Comparison procedure

Empirical studies of methods present limitations that do not arise during classical simulation analysis. Because the true mammalian timescale is unknown, one cannot calculate the accuracy of the age estimates. However, empirical data offer the advantage of studying methods with realistic data sets. In this study, the comparison between the partitioning schemes was implemented to investigate whether the schemes yield the same chronological estimates. Therefore, our analyses were guided by the following four key questions: Do both partitioning schemes yield the same divergence estimates of nodes? In which scheme do the posterior estimates depart more from the priors? Which scheme yields estimates with greater precision? Which partitioning scheme more rapidly reaches ESS values suitable for analysis? To answer the first three questions, we have estimated the correlation coefficients and fitted a simple linear regression model, without variable transformation, to the estimates of the cases to be compared, whereas the fourth question was addressed using a cumulative sliding-window strategy. According to this strategy, the size of the sample analyzed increased by units of 100 MCMC samples. For each new window, ESSs were calculated for all of the parameters and then averaged; the average ESS was then used to monitor the cumulative increase of the effective sample size.

Results

The means of the posterior distributions of the divergence times were similar in the concatenated and partitioned schemes for both nuclear and mitochondrial data sets (Fig. 2). The chronological estimates of the partitioning schemes from the nuclear set were significantly correlated, and all of the node ages were similar (Fig. 2A–C). The slopes of the regression lines varied from 0.98 to 0.95 for the smaller and larger taxonomic compositions, respectively. In the first taxonomic arrangement of the nuclear set, the greatest difference between the concatenated and partitioned schemes was found for the (Bos, Sus)/(Equus, (Canis, Felis)) split (15.1 Ma). In the second nuclear arrangement, the greatest difference was found for the separation of Sorex from other laurasiatherians (19.6 Ma). Lastly, in the third nuclear taxon composition, the basal Laurasiatheria split, the divergence of (Sorex, Erinaceus) from other laurasiatherians was also inferred to present the greatest difference between the partitioning schemes (19.3 Ma).

Figure 2

Linear regressions between the means of the posterior distributions of the node ages of the phylogenies in Figure 1.

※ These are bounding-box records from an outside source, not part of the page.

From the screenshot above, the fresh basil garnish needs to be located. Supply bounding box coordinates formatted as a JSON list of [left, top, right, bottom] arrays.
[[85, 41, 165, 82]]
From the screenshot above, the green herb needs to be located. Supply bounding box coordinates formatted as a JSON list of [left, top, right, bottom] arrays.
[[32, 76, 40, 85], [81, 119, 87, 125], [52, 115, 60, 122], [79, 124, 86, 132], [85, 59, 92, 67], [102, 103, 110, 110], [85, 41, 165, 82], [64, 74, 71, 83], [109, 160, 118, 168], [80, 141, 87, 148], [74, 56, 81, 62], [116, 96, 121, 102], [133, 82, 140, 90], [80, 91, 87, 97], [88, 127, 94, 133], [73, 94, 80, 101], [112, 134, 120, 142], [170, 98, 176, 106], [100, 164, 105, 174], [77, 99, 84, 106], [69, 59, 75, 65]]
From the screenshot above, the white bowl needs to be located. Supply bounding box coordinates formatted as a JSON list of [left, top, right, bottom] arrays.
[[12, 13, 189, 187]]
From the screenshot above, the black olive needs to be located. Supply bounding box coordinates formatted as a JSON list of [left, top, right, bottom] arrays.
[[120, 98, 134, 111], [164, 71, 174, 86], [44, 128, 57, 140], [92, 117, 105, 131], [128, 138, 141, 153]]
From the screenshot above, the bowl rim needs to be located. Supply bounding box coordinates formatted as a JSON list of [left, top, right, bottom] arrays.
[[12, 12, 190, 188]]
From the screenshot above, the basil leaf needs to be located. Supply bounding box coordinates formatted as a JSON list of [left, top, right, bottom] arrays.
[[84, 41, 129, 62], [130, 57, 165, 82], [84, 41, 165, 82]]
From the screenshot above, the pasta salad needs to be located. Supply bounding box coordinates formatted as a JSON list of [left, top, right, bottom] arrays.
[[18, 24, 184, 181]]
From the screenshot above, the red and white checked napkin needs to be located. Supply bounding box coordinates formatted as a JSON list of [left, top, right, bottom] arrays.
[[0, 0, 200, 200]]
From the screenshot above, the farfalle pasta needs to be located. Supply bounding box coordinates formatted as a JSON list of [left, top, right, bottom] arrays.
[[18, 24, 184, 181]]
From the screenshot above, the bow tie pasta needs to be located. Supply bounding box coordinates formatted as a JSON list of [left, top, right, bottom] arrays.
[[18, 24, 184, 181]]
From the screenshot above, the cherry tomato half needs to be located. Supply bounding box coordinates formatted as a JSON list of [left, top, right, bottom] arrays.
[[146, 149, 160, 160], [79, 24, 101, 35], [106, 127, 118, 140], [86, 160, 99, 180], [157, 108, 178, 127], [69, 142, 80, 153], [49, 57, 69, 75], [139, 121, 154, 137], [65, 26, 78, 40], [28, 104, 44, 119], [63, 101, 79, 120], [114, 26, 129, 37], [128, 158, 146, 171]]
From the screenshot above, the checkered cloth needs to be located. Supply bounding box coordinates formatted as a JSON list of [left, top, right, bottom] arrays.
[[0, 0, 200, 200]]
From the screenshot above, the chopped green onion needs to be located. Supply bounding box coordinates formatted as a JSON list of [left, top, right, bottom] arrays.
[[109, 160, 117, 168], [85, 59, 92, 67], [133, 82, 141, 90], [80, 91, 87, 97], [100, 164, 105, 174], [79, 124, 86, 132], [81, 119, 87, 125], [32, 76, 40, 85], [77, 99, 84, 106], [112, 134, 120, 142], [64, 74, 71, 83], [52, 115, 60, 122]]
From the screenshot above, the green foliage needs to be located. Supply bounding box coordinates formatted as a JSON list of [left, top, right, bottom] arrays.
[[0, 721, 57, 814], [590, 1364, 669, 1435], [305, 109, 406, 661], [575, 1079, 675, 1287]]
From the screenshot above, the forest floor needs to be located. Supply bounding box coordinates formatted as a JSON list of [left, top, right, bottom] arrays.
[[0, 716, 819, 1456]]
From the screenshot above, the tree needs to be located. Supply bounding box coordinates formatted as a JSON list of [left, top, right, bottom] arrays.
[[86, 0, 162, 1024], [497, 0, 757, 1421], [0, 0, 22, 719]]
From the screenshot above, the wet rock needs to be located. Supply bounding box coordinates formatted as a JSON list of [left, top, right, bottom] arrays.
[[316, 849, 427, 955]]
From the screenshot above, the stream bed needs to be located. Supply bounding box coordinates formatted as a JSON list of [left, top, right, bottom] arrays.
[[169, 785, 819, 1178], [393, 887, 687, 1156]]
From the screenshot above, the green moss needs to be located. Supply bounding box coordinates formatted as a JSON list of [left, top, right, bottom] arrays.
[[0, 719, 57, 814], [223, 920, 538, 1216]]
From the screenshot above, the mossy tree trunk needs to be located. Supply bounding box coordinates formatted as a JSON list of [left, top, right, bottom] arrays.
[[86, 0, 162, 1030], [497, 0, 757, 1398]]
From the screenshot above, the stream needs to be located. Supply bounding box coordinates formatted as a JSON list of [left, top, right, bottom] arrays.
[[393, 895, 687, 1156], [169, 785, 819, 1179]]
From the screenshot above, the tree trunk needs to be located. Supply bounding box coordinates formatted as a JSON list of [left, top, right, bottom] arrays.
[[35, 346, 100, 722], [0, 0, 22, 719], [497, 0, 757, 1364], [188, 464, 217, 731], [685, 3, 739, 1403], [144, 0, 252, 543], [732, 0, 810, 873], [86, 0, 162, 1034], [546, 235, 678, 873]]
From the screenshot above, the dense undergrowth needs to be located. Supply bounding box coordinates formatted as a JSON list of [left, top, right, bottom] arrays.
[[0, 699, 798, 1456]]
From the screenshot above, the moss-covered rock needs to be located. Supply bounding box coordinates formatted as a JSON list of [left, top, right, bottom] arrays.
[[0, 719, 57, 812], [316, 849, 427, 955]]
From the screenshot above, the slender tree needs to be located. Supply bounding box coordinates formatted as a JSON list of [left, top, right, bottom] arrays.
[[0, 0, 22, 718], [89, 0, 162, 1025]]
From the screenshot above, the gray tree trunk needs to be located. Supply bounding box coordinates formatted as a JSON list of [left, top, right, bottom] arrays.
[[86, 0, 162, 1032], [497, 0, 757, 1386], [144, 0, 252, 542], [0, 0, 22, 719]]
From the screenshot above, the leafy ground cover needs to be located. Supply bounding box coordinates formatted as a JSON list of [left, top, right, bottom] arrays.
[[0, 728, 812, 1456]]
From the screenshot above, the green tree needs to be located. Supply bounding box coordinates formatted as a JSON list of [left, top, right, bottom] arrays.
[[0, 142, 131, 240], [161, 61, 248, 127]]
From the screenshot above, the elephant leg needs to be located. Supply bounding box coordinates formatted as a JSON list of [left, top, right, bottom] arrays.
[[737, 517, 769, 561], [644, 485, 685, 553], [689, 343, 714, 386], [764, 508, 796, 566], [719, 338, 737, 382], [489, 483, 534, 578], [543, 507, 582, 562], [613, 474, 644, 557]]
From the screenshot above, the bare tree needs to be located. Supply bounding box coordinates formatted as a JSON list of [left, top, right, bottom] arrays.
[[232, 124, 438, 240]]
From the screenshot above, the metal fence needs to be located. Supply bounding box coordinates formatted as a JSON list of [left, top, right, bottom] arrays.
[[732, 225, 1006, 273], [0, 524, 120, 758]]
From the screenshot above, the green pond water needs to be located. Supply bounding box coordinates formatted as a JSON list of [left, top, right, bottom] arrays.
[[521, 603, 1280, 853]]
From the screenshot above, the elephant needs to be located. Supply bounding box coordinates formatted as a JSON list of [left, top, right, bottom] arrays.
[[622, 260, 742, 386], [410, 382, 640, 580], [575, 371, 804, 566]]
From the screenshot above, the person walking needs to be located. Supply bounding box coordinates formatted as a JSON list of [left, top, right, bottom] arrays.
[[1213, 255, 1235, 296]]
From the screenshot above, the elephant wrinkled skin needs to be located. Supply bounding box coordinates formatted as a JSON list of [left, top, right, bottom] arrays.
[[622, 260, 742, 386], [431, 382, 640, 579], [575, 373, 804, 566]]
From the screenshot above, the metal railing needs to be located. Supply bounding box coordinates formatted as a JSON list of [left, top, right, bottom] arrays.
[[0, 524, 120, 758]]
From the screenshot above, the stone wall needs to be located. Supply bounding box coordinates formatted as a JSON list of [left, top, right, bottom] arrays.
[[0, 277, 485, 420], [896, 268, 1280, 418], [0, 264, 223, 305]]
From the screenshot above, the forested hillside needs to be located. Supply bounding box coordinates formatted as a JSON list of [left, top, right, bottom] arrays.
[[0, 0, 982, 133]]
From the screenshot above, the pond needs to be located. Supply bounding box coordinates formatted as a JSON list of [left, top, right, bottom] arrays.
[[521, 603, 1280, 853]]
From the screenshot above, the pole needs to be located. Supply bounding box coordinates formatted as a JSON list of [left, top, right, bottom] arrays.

In the mitochondrial data set, the posterior distributions of the divergence times of the concatenated and partitioned schemes were also significantly correlated (a product-moment correlation greater than 0.98) (Fig. 2D–F), and were statistically identical because the slope of the regression line was estimated to be 1.0 in all of the taxonomic compositions. In general, the age estimates obtained from both schemes using the mitochondrial set were more similar to each other than those inferred using the nuclear genes. For instance, the greatest discrepancy between the posterior means of the schemes in the first taxonomic arrangement was 10.1 Ma, which was also inferred for the separation between (Bos, Sus) and (Equus, (Canis, Felis)). In contrast to the result for the nuclear data set, the increased taxonomic sampling did not significantly affect the difference between the posterior distributions of the divergence times. Although the same evolutionary split continued to show the greatest difference between the schemes, namely, the Cetartiodactyla/(Carnivora, Perissodactyla) separation, the magnitude of the discrepancy remained constant: 11.1 and 10.5 Ma for the second and third taxonomic arrangements, respectively.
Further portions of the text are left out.